The west has made significant attempts to adopt affirmative action to increase opportunities in the workplace for underrepresented parts of society. Mainstream media in America and Europe has increasingly made attempts to cast people of colour and create stories that are more diverse, especially after the social media campaign #OscarsSoWhite took the global entertainment industry by storm. The campaign criticized the lack of representation of BIPOC, women, and the LGBTQ+ community in the nominations for the Academy Awards. It has, since then, expanded as a call for greater inclusion and awareness of several marginalized groups in all aspects of the film and television industries across the globe.

Unfortunately, Pakistan is still following that colonial mindset, which has ingrained within generations that fair skin is superior to other tones. This belief is propagated through television advertisements, soaps, drama serials and celebrity endorsements. It’s hard to imagine a future where Pakistan’s beauty standards will have shifted to real beauty. People here are too obsessed with the “gora complex” and using whitening creams and beauty filters. Especially in our entertainment industry, where we see that the entire cast is fairly skinned, whether it’s a drama serial or a movie.
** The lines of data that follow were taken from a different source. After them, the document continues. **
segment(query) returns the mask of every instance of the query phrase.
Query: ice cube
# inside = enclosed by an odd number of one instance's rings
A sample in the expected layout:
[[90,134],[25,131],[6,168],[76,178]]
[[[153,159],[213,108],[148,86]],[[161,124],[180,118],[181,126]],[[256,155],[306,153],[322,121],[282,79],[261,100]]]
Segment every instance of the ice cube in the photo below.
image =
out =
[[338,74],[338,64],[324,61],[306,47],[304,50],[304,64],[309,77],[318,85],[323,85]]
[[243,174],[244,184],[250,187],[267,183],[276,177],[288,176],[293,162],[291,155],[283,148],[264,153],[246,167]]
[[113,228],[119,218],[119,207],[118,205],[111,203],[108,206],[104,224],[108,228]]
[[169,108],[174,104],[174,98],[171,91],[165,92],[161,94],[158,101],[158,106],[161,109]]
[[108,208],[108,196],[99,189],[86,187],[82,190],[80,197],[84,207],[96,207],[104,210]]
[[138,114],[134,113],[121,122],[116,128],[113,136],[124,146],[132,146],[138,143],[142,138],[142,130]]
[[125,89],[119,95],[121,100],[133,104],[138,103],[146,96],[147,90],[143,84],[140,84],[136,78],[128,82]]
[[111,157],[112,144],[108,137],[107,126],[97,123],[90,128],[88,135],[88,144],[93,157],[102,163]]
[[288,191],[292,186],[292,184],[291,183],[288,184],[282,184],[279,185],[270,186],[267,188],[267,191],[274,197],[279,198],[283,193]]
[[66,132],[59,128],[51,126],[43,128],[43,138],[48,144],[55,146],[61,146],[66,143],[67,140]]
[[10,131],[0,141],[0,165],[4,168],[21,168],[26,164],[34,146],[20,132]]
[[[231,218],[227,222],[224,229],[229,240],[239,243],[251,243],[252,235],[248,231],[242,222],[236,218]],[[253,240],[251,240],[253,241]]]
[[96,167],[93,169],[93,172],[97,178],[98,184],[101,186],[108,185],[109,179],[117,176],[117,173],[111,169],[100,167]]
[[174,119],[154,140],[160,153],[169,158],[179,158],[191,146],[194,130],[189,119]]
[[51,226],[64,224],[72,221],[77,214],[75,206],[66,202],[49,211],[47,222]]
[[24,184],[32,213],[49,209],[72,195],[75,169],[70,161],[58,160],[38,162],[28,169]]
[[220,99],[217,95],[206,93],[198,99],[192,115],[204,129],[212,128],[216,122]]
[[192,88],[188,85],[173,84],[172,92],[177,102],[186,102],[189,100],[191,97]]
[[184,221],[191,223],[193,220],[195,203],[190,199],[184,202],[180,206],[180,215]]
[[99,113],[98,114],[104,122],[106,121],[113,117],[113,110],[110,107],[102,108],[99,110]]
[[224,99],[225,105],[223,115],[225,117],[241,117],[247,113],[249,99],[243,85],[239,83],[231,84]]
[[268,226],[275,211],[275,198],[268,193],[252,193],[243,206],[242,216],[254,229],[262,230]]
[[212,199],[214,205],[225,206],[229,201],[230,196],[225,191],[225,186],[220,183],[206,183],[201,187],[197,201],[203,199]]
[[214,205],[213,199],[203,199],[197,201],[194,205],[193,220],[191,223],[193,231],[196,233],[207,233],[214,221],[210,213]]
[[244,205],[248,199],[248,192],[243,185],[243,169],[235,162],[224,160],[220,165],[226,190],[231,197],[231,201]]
Saboor aly, a Pakistani actress, shared similar views in an interview. She believed that almost all media agencies cast on the basis of fair complexion. Saboor talking about the beauty standards and complexes in our society mentioned that “There are many channels and production houses who still believe in beauty standards and fair complexion. If you have a fair complexion you will immediately get a lead character.”

Faysal Qureshi, a Pakistani actor, has also expressed his concern for the obsession with white complexion in the industry in particular and the society as a whole in a recent interview with Fuchsia Megazine. According to Faysal, the concept was affecting the career of accomplished actors by not getting the roles they deserved, “just because of your face, just because of your color complexion, your Instagram following, don’t waste other people who are really good actors both male and female. So please we need good actors. We must do something, to make the only good actors work.”

The percentage of naturally fair-skinned individuals in South Asia, when compared to the region’s predominantly dusky tones, is fairly low. The lack of young women and men on screen with darker complexions is unfathomable when it comes to casting leads for drama serials, advertisements and even social media or modeling campaigns. Even fair-skinned actresses are made lighter and fairer with makeup, making them appear at least two shades lighter.

How can any young woman with dark or dusky skin feel comfortable with her appearance and natural skin colour when she has no role models to pave the way for acceptance and self-love? Drama producers cast domestic helpers and lower class women with darker skin because apparently you NEED to be rich and affluent to be fair skinned.